AshleyMadison.com claims to have 38 million users, with more than half in the US and Canada. Is your spouse cheating on you? So? Big deal. Get a life and a divorce. That is a typically American or Canadian thought process. Western society has become immune to infidelity, desensitized and pessimistic about being able to build a happy marriage.
What? Don’t look at me like that. I may be Canadian but I am not one of the 38 mill, okay? I belong to the giggle rousers’ group, remember? Besides, I heard somewhere that affairs might give you a fractured penis. I am terrified of an L-shaped organ which would make me have to thrust sideways to achieve penetration, thank you. A left bend and I’m a socialist, right – I am Donald Trump. Anyway I am glad that there are at least 38 million idiots on earth and I’m not one of them.
Europe is not very far behind, more specifically – France. When the French President Francois Hollande was outed, zipping away on a scooter in the middle of the night, to see his mistress, his approval rating, instead of going further south, actually went up. The French celebrate adultery exuberantly.

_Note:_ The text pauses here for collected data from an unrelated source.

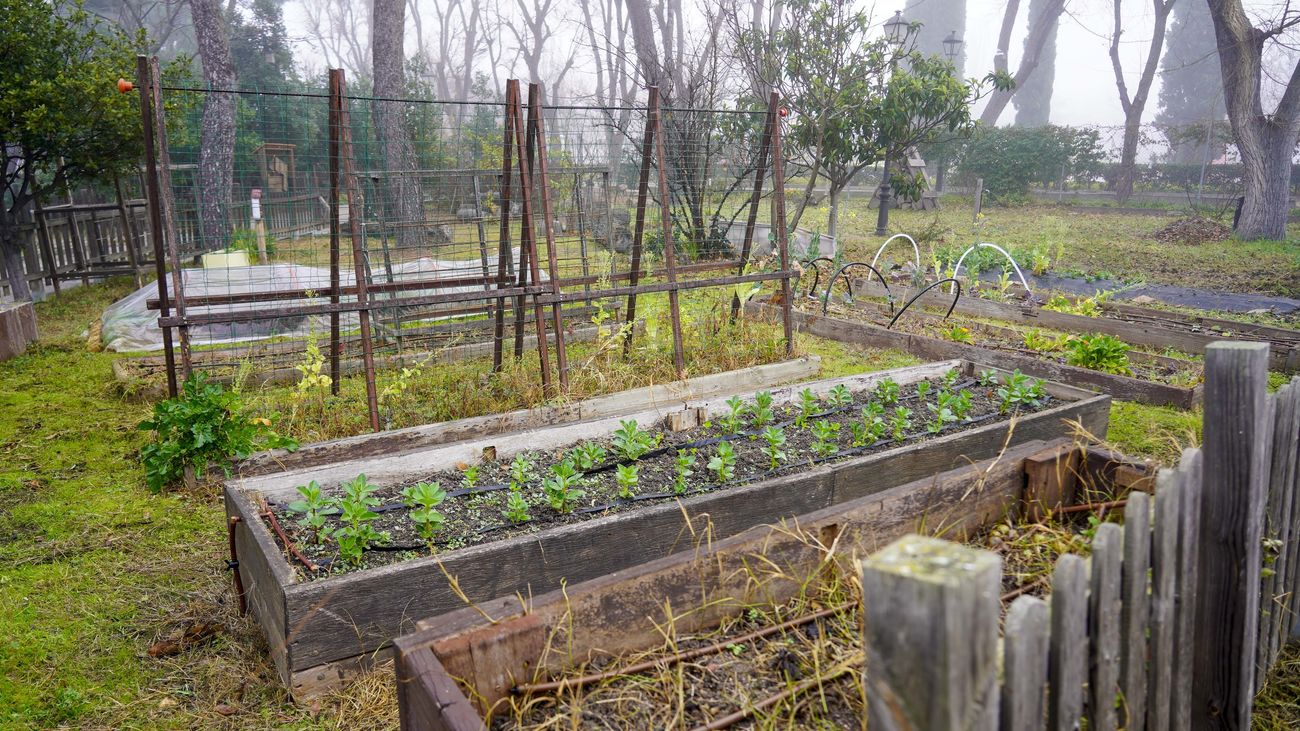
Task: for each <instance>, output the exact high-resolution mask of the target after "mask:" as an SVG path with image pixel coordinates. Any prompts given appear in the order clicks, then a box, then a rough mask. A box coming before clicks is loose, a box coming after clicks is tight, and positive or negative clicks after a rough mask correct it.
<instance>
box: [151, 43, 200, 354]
mask: <svg viewBox="0 0 1300 731" xmlns="http://www.w3.org/2000/svg"><path fill="white" fill-rule="evenodd" d="M161 77H162V72H161V70H160V69H159V60H157V57H156V56H155V57H151V59H149V83H151V85H153V86H152V88H153V137H155V138H156V139H157V146H159V150H157V176H159V202H160V203H161V220H162V241H164V242H166V252H168V258H169V259H170V260H172V290H173V294H172V303H173V304H174V306H175V313H177V316H178V317H181V319H182V320H183V319H185V278H183V276H182V272H181V248H179V242H178V241H177V235H175V213H174V211H175V206H174V203H173V200H172V156H170V153H169V152H168V148H166V117H165V116H164V112H162V90H161V88H160V86H159V85H160V79H161ZM177 332H178V334H179V336H181V338H179V339H181V371H182V372H183V373H185V377H186V379H187V380H188V377H190V373H191V371H192V368H191V364H190V325H186V324H182V325H181V326H179V328H178V330H177Z"/></svg>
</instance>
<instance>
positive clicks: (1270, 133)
mask: <svg viewBox="0 0 1300 731" xmlns="http://www.w3.org/2000/svg"><path fill="white" fill-rule="evenodd" d="M1209 5H1210V16H1212V17H1213V18H1214V36H1216V39H1217V40H1218V56H1219V69H1221V72H1222V74H1223V100H1225V104H1226V105H1227V118H1229V122H1231V125H1232V133H1234V134H1235V137H1236V148H1238V151H1239V152H1240V153H1242V165H1243V166H1244V169H1245V174H1244V177H1245V200H1244V202H1243V204H1242V215H1240V217H1239V219H1238V221H1236V235H1238V237H1240V238H1271V239H1283V238H1286V235H1287V213H1288V212H1290V211H1291V196H1290V186H1291V157H1292V155H1294V153H1295V148H1296V139H1297V137H1300V61H1297V62H1295V64H1294V66H1292V68H1291V70H1290V74H1287V75H1286V77H1284V81H1281V79H1279V81H1281V85H1282V90H1283V91H1282V98H1281V99H1279V100H1278V103H1277V107H1275V108H1274V109H1273V113H1266V112H1265V111H1264V100H1262V94H1264V90H1262V77H1264V73H1262V69H1264V48H1265V44H1266V43H1269V42H1270V40H1275V39H1277V38H1278V36H1279V35H1282V34H1283V33H1286V31H1287V30H1288V29H1291V27H1295V26H1297V25H1300V10H1294V9H1292V8H1291V4H1290V3H1287V4H1286V5H1284V7H1283V8H1282V12H1281V13H1279V16H1278V18H1277V21H1274V22H1271V23H1269V25H1268V27H1256V26H1255V23H1253V22H1252V21H1251V18H1249V17H1248V16H1247V14H1245V10H1244V9H1243V8H1242V0H1209Z"/></svg>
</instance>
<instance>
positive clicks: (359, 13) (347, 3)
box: [302, 0, 370, 74]
mask: <svg viewBox="0 0 1300 731" xmlns="http://www.w3.org/2000/svg"><path fill="white" fill-rule="evenodd" d="M302 7H303V12H304V14H305V16H307V30H308V35H307V43H308V46H311V47H312V48H313V49H315V51H316V52H318V53H320V55H321V56H324V57H325V62H326V64H328V65H329V66H333V68H341V69H347V70H350V72H352V73H354V74H364V73H365V72H367V70H368V69H369V66H370V33H369V13H368V12H367V7H365V5H364V4H360V3H351V1H350V0H303V1H302Z"/></svg>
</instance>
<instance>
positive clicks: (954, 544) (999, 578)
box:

I read somewhere that the hackers are not evangelical crusaders who wish to combat the spread of sexual sin by closing down the site, but disgruntled employees. Whatever their real motive, the hackers can gain consolation by the fact that Jesus would almost certainly have approved the hack, although his modus operandi might have been a bit different – maybe more ‘Biblical’.
Jesus would probably have cursed Toronto with a flood or maybe tornados, even a higher pollen count or UV Index, taking care of course to have an emissary spread the word to paint a cross on the doors of the virtuous, with goats’ blood.
Ulp! Anybody have JC’s number? I have to tell him there are no goats in Canada.
Answer to the Spunkybong Quiz:
John F. Kennedy
The prize? Didn’t I tell you I already won it?
(It’s some Vancouver broad named Scarlett Johanssen)
Pssst! They just called our flight to Aruba, toodle-oo!